For many years heat resistant austenitic steels have been successfully used in power plants. TP304H, TP321H and TP347H have been employed in the superheater and reheater sections of power boilers. However, these steels were originally developed for use in chemical plants and the compositions were optimized for corrosive environments. In order to use austenitic steels for more advanced fossil-fired power plants, microstructures and creep-resistance recently have been substantially improved as compared to the earlier stainless steels. Some of the steels developed for creep-resistance have already been used in modern ultra supercritical pressure power plants. The service temperatures and pressures of these power plants are presently just under 1112°F (600°C) and 3500 psig (25 MPa). In the future, advanced steam conditions up to 1292°F (700°C) and higher pressures are expected in power plants. Newer high-strength and high-temperature corrosion resistant steels are required.

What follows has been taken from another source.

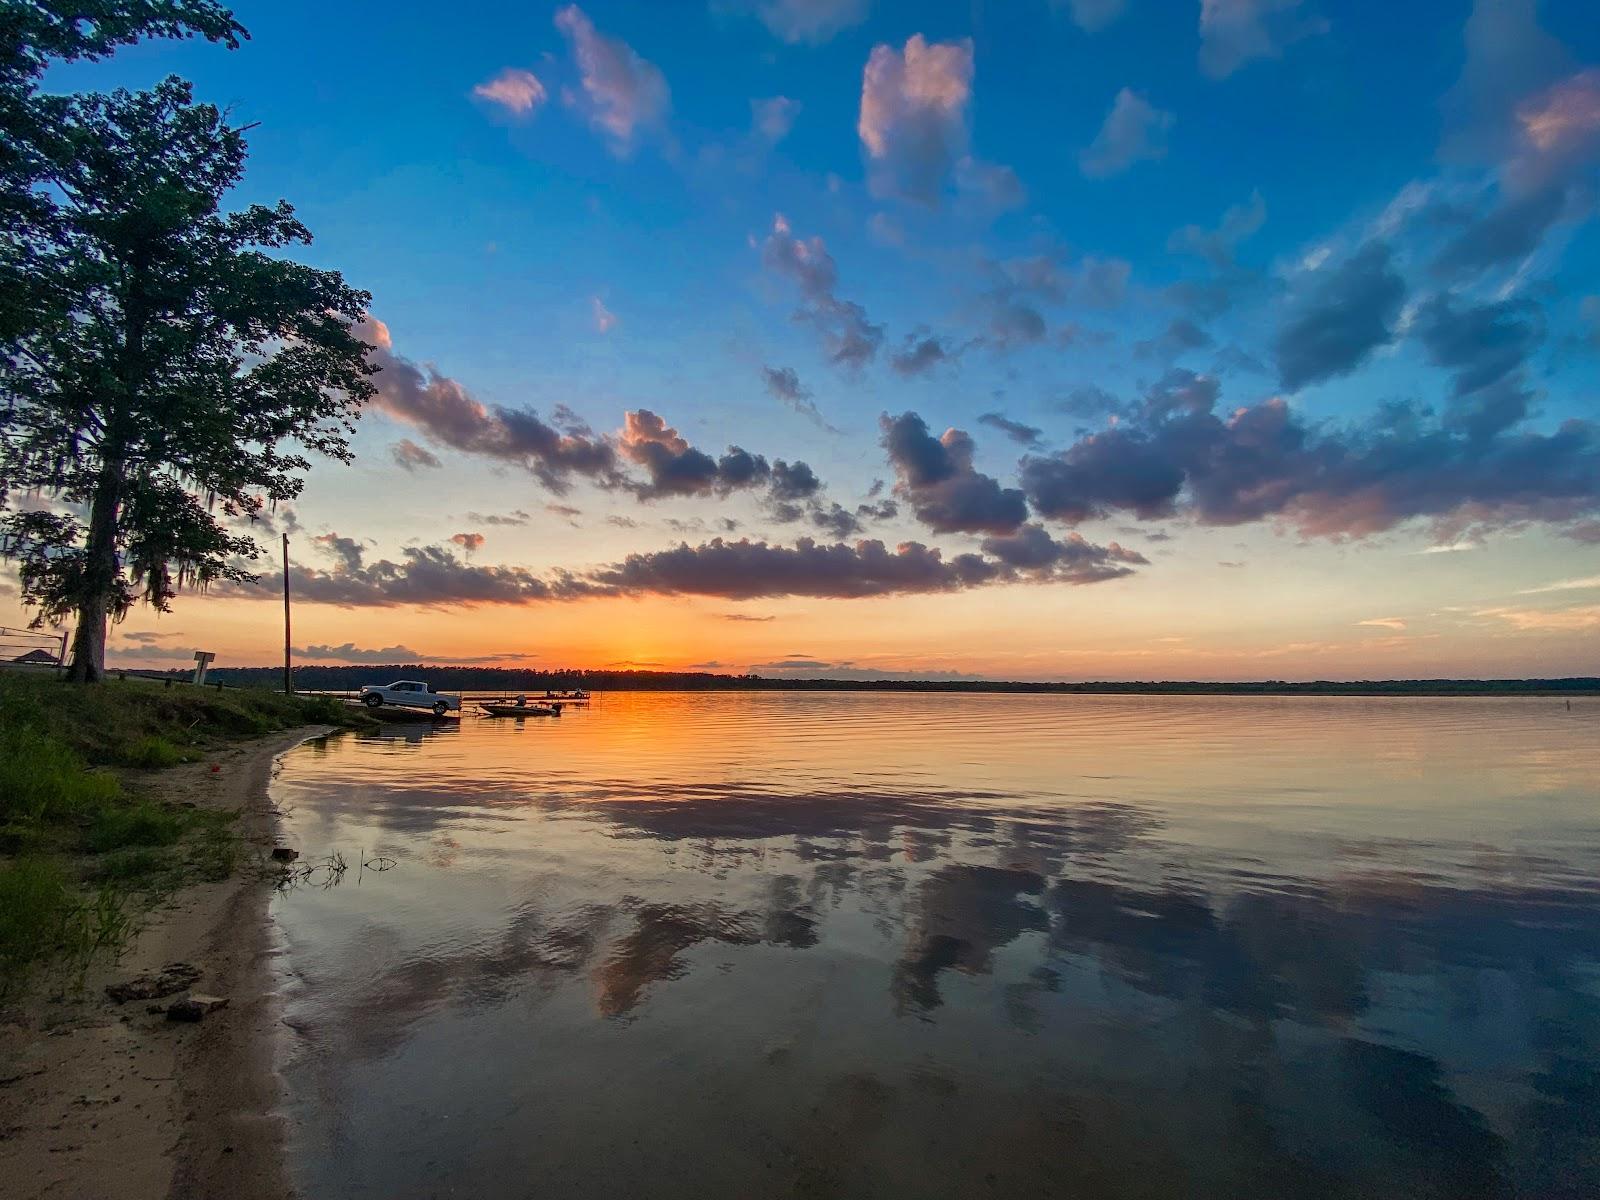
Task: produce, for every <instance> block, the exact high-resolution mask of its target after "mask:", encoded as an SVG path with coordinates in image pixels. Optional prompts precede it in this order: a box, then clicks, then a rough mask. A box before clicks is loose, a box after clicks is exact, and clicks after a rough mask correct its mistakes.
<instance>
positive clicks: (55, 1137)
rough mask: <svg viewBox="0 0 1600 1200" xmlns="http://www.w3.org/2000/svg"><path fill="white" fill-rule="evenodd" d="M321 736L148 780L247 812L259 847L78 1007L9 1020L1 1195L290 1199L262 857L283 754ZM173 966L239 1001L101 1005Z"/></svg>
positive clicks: (145, 926) (249, 853)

WRC Bulletin 517 reports the results of a cooperative, international investigation of these superior alloys. The program participants were The Materials Properties Council, Inc. (MPC) in the USA, an American utility (the owners of the Eddystone plant, Exelon Generation), Tenaris NKK Tubes, Sumitomo Metal Industries, Ltd., Mitsubishi Heavy Industries, Ltd., Kyushu Institute of Technology and Nippon Steel Corporation.

The long-term field exposure test of austenitic stainless steels was conducted at Eddystone Power Station Unit No.1, which has highest steam parameters worldwide to date. The experimental tubes used were of service-exposed in the final superheater operated at steam conditions of 1170°F (632°C) and 4550 psig (31 MPa) for about ten years. The new austenitic stainless steel tubes included SUPER304H®, TP347HFG, NF709®, TEMPALOY A-3®, HR3C® (TP310HCbN) and TEMPALOY CR30A®. Additionally, corrosion studies were conducted to evaluate various protection schemes applicable to these alloys. Finally, an exploratory study of a life assessment tool developed by MPC, the Omega Method, was conducted using circumferentially oriented specimens extracted from the thick-wall, small diameter tubes.

This document should serve as a valuable road map to the information required for the introduction of new alloys into advanced plant and other critical service.